Yang membuat ia yakin menuntaskan penelitian itu karena baru pertama kali di lingkungan UBT, dan akan dikembangkan lagi.
“Perjalanan panjang penelitian ini, saya pernah mengikuti workshop di Dewan Pers. Dari situ rekomendasinya, perlu lembaga yang clearing (penangkal) hoaks informasi yang beredar. Sampai koran pun kena hoaks. Ada yang mem-posting (unggah) di medsos, dengan sumber yang diada-adakan. Media klarifikasi harus ada. Seperti rubrik tertentu mengklarifikasi informasi tertentu,” tambahnya.
Dalam penelitian tentang hoaks itu juga Anny menemukan jenis hoaks yakni informasi lampau yang disajikan seolah-olah baru.
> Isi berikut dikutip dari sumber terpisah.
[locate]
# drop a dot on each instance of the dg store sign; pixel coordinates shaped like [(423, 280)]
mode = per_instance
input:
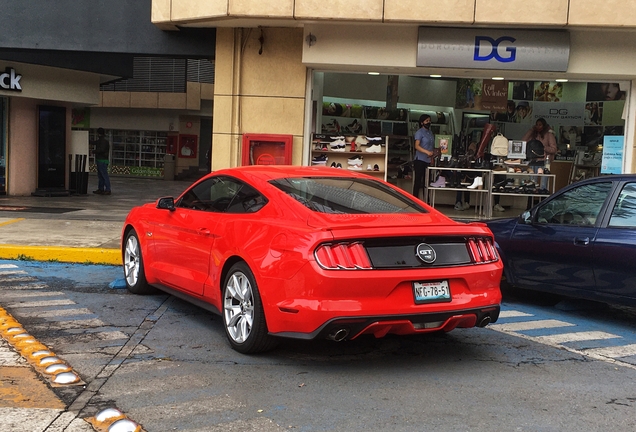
[(529, 50), (487, 48)]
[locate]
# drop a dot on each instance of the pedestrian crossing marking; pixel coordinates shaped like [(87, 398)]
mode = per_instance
[(18, 305), (614, 352), (513, 314), (576, 337), (531, 325)]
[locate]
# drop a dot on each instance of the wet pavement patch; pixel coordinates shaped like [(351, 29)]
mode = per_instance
[(50, 210)]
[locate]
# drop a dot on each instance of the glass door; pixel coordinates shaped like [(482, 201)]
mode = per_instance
[(3, 145)]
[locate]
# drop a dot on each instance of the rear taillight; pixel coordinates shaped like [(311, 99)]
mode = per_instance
[(342, 256), (481, 250)]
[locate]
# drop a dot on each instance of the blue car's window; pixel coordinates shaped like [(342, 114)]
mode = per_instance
[(624, 212), (346, 195), (578, 206), (223, 195)]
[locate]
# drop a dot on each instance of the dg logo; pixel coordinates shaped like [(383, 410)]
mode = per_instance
[(487, 48)]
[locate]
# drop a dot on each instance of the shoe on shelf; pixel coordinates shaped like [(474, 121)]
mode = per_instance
[(355, 160), (440, 182), (361, 140), (319, 160), (478, 183)]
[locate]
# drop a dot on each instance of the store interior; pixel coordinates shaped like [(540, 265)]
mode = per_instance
[(583, 116)]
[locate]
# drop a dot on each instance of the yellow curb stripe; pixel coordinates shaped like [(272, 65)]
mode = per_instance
[(11, 221), (61, 254)]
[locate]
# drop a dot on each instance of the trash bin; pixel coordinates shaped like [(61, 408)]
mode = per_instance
[(168, 167)]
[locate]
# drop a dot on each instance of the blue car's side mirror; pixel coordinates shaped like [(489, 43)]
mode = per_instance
[(526, 217)]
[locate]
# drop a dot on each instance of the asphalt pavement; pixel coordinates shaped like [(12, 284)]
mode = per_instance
[(84, 228)]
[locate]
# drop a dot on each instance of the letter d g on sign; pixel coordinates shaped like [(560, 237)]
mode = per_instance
[(507, 56)]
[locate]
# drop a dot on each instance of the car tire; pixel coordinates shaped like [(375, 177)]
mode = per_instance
[(243, 315), (134, 265)]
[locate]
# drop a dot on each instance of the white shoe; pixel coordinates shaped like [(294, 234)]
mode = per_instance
[(361, 140), (478, 183), (357, 160)]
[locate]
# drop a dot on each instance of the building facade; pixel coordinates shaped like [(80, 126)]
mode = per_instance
[(278, 62)]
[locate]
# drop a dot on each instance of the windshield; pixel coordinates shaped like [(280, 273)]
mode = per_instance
[(347, 196)]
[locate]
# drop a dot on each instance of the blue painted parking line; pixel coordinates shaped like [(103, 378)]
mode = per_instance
[(601, 340)]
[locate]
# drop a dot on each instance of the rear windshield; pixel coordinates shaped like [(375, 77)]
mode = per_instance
[(346, 195)]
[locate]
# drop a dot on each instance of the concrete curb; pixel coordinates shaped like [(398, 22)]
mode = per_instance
[(62, 254)]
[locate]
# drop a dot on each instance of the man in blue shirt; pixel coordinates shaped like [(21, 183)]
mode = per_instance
[(424, 145)]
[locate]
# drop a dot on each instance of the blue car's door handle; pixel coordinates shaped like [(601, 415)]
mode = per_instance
[(584, 241)]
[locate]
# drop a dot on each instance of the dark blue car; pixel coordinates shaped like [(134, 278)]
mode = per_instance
[(579, 242)]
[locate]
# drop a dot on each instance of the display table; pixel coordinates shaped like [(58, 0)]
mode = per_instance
[(485, 194)]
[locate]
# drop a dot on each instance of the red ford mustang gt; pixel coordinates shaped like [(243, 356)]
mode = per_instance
[(312, 252)]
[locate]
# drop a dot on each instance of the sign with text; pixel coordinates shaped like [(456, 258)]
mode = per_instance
[(613, 147), (532, 50), (494, 95)]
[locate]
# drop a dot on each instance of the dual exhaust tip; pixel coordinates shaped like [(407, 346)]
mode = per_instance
[(341, 334), (338, 334)]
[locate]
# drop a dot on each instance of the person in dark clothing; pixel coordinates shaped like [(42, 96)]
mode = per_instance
[(102, 153)]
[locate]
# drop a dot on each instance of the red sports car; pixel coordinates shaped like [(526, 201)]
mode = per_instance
[(312, 252)]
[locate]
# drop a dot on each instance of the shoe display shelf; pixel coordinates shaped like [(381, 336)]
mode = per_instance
[(481, 186), (522, 184), (339, 151)]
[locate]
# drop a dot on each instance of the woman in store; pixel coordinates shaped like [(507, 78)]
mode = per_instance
[(424, 145), (541, 132)]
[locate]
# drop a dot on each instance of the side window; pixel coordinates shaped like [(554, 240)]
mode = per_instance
[(223, 194), (624, 212), (579, 206)]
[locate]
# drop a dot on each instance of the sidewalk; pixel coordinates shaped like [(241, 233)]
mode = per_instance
[(81, 228), (87, 228)]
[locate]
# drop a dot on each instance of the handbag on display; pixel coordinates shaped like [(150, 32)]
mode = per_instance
[(534, 150), (499, 146)]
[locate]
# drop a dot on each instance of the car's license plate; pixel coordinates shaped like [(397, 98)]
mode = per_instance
[(431, 291)]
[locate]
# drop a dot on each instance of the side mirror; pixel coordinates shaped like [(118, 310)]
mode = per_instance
[(526, 218), (166, 203)]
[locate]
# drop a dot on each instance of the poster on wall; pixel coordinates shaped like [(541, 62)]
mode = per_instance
[(604, 92), (469, 93), (494, 95), (612, 162)]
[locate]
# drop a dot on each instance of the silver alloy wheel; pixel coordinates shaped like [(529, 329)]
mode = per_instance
[(238, 306), (131, 260)]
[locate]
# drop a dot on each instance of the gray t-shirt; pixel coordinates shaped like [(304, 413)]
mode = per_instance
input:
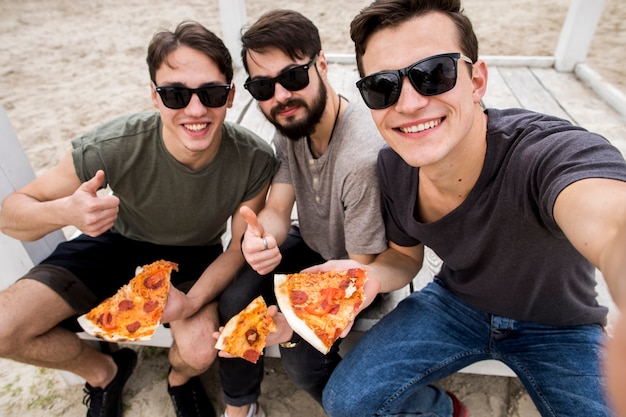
[(161, 200), (502, 250), (337, 195)]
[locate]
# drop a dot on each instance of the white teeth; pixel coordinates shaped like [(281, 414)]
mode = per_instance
[(196, 127), (421, 127)]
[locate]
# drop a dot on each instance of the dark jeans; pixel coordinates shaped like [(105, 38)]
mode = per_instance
[(241, 380)]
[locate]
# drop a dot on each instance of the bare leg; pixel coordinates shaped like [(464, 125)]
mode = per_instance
[(29, 333), (193, 350)]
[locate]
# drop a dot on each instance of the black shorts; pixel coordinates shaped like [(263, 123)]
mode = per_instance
[(87, 270)]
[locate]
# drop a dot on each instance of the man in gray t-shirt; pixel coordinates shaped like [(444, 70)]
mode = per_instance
[(327, 147)]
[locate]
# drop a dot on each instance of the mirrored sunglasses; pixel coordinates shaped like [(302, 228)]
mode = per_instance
[(429, 76), (293, 79), (214, 95)]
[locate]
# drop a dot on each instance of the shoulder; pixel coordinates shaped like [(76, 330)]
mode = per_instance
[(244, 138), (136, 124), (360, 139)]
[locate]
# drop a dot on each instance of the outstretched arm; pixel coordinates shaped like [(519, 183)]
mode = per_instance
[(57, 199), (592, 213)]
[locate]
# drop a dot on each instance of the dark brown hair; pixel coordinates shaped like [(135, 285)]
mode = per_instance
[(286, 30), (195, 36), (382, 14)]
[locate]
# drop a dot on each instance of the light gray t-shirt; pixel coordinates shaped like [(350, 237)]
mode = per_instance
[(337, 195), (161, 200)]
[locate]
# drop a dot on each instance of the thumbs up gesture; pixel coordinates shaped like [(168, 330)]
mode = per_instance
[(259, 248), (93, 214)]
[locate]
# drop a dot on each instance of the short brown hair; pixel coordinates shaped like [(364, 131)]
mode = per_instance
[(195, 36), (382, 14), (286, 30)]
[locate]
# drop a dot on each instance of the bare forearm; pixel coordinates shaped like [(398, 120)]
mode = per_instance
[(27, 219), (275, 223), (393, 270), (613, 266), (216, 278)]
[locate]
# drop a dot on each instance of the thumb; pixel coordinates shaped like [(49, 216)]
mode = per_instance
[(251, 218), (95, 183)]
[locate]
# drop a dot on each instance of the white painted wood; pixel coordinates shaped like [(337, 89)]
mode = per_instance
[(613, 96), (233, 18), (577, 33), (15, 171)]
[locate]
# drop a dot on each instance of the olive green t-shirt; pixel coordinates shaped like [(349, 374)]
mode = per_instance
[(161, 200)]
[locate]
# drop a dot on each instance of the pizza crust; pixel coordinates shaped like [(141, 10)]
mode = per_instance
[(298, 326), (135, 309), (234, 337), (95, 331)]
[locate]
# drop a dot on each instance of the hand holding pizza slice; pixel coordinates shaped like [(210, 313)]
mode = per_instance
[(244, 335), (319, 306), (134, 312)]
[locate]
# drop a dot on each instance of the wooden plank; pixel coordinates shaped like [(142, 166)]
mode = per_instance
[(15, 172), (242, 100), (343, 78), (584, 106), (530, 92), (498, 94), (577, 33)]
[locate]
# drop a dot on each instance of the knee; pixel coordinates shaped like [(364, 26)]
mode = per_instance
[(338, 405), (10, 337), (198, 357), (343, 397)]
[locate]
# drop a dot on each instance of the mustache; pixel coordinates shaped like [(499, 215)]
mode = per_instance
[(289, 103)]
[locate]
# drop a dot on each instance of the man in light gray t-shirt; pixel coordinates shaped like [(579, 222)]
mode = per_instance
[(328, 149)]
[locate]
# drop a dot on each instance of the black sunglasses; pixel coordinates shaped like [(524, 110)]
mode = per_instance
[(429, 76), (293, 79), (214, 95)]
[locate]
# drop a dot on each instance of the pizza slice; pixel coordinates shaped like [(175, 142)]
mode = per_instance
[(319, 306), (245, 333), (134, 311)]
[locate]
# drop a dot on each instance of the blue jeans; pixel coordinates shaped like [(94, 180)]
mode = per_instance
[(432, 334)]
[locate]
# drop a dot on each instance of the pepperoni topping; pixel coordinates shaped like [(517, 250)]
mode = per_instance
[(150, 305), (298, 297), (251, 355), (133, 327), (107, 321), (345, 283), (252, 336), (125, 305), (155, 281)]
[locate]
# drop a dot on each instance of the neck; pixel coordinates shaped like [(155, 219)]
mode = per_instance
[(320, 139)]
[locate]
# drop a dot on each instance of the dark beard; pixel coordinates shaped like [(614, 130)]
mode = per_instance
[(296, 130)]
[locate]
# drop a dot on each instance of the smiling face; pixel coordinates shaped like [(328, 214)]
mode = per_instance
[(427, 130), (191, 134), (294, 113)]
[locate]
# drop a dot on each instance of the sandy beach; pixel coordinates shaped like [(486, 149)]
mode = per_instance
[(67, 66)]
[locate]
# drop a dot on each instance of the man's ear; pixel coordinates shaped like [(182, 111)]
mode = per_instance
[(231, 96), (153, 95), (480, 74)]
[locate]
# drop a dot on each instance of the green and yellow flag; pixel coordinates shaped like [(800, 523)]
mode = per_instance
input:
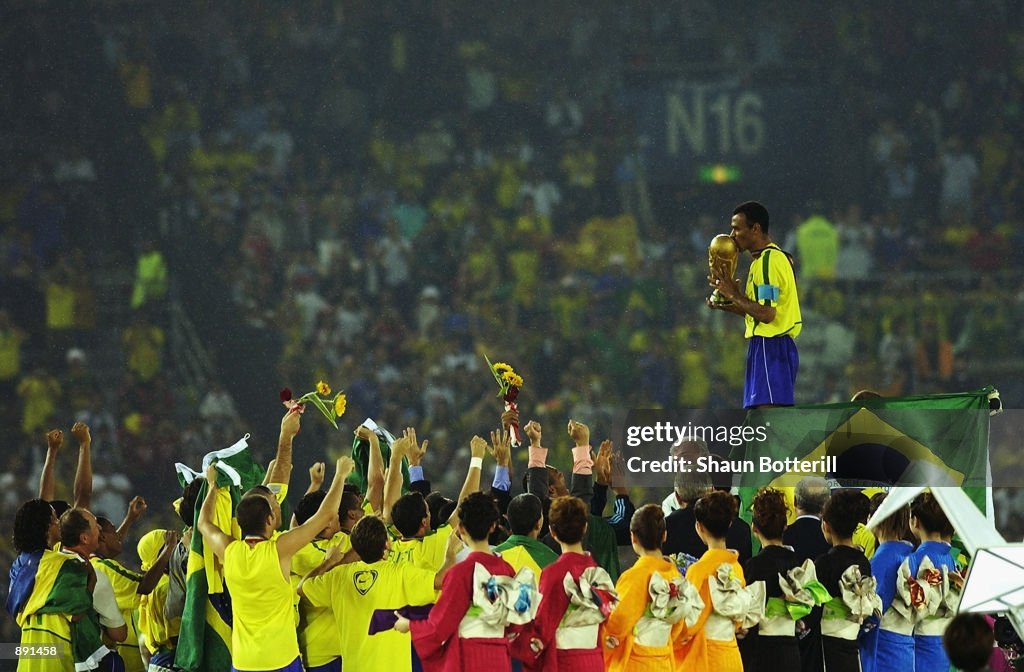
[(205, 637), (938, 439)]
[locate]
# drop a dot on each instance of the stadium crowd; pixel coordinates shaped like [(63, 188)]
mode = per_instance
[(379, 197)]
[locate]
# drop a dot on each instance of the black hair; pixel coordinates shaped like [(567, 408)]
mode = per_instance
[(59, 506), (567, 518), (32, 525), (252, 513), (931, 516), (408, 513), (769, 512), (524, 511), (74, 523), (308, 505), (436, 502), (969, 640), (648, 525), (755, 213), (716, 511), (478, 513), (843, 510), (370, 539), (350, 501), (189, 495)]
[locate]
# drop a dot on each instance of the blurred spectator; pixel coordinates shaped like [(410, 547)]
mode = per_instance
[(151, 277)]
“Kalau hoaks itu meningkat saat pilkada. Berita atau informasi lampau itu termasuk hoaks. Misalnya berita penculikan anak tahun lalu, kemudian muncul lagi, biasanya motivasinya menakut-nakuti warga. Mengolah itu seolah-olah baru, maka itu termasuk hoaks,” singkatnya.